Surgió el carlismo en la España decimonónica, y en el contexto de la designada por los historiadores como crisis del Antiguo Régimen. Reinaba Fernando VII y brotaba el nuevo ideario como alternativa ideológica y sucesoria allá por la década absolutista.
Postulaban los carlistas originales, además de la continuidad dinástica en la persona de Carlos María de Isidro en base a la ley Sálica, los principios del absolutismo y del Antiguo Régimen, que no eran otros que la concentración de poderes en la persona del monarca y la desigualdad jurídica, esto es, el privilegio, tanto el estamental, que afectaba a los individuos, como el territorial, el de los fueros, solo conservados entonces por las provincias vascongadas y por Navarra gracias a su fidelidad a Felipe V, el primer Borbón, durante la Guerra de Sucesión.
En ese tiempo, los carlistas eran los carcas, calificativo que, como acepción ideológica, nació para designar a sus partidarios. Frente a ellos, emergía la uniformidad del Estado liberal: uniformidad territorial, plasmada inicialmente en la división provincial de Javier de Burgos, que es la que llega a nuestros días con alguna leve diferencia, e igualdad de los ciudadanos, que ya no súbditos, ante la ley. Deletreando para el presente, constituían los carlistas la España reaccionaria y ultracatólica frente a la España del progreso, la liberal e isabelina.
Hubo tres guerras carlistas. Tras la última, y en los inicios de la Restauración canovista, se abolieron los fueros, que regresaron pronto a través del concierto económico de 1878, pues hasta un sector de los liberales se vio afectado por el virus. Y, poco después, a finales de siglo, emanaron del tronco carlista, y del fuerismo, los embriones del nacionalismo vasco pergeñado por Arana. Se puede decir que el carlismo, gran parte del cual derivó hacia la vía integrista, dejó una impronta que marcó a los nacionalismos periféricos, y no solo al vascongado, pues el discurso o relato que lo definía, particularismo y derechos ancestrales versus uniformidad del Estado centralista, acabó por formar parte del imaginario de los independentistas de hoy, aunque fuera solo como punto de partida.

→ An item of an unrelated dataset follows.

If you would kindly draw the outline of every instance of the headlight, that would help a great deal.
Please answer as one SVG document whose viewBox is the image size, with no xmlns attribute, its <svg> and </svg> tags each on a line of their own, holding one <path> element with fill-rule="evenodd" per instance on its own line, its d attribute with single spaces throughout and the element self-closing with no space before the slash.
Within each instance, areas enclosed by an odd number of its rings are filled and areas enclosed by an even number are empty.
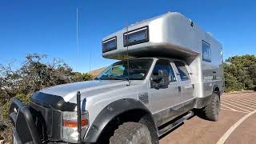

La cuestión principal, en relación con el asunto, estriba en discernir si los derechos son de los territorios o si lo son de los ciudadanos. Las revoluciones liberales se hicieron para implantar estados uniformes con estricta igualdad ante la ley, en la vía del denominado jacobinismo. En el polo opuesto estuvieron, en el caso de España, los carlistas, abogando en favor de los fueros y la tradición. Pero, claro, en la España de entonces, como en la Europa de entonces, el progreso estaba de parte de los liberales, condenados incluso por la iglesia durante gran parte del siglo. Es decir, que se ubicaban los amigos de la igualdad ante la ley del lado de los buenos si miramos ese pasado con ojos del presente, utilizando el anacronismo hoy tan en boga.
Pero las cosas parecen haber cambiado, y lo que fue progreso es ahora reacción y viceversa. Pactar con los epígonos del carlismo se presenta hoy como progresismo, al tiempo que se considera como reaccionaria la postura contraria. “Cosas veredes, amigo Sancho, que farán fablar las piedras”: aunque la frase no aparezca realmente en El Quijote, viene muy al caso en relación con lo hasta aquí expuesto.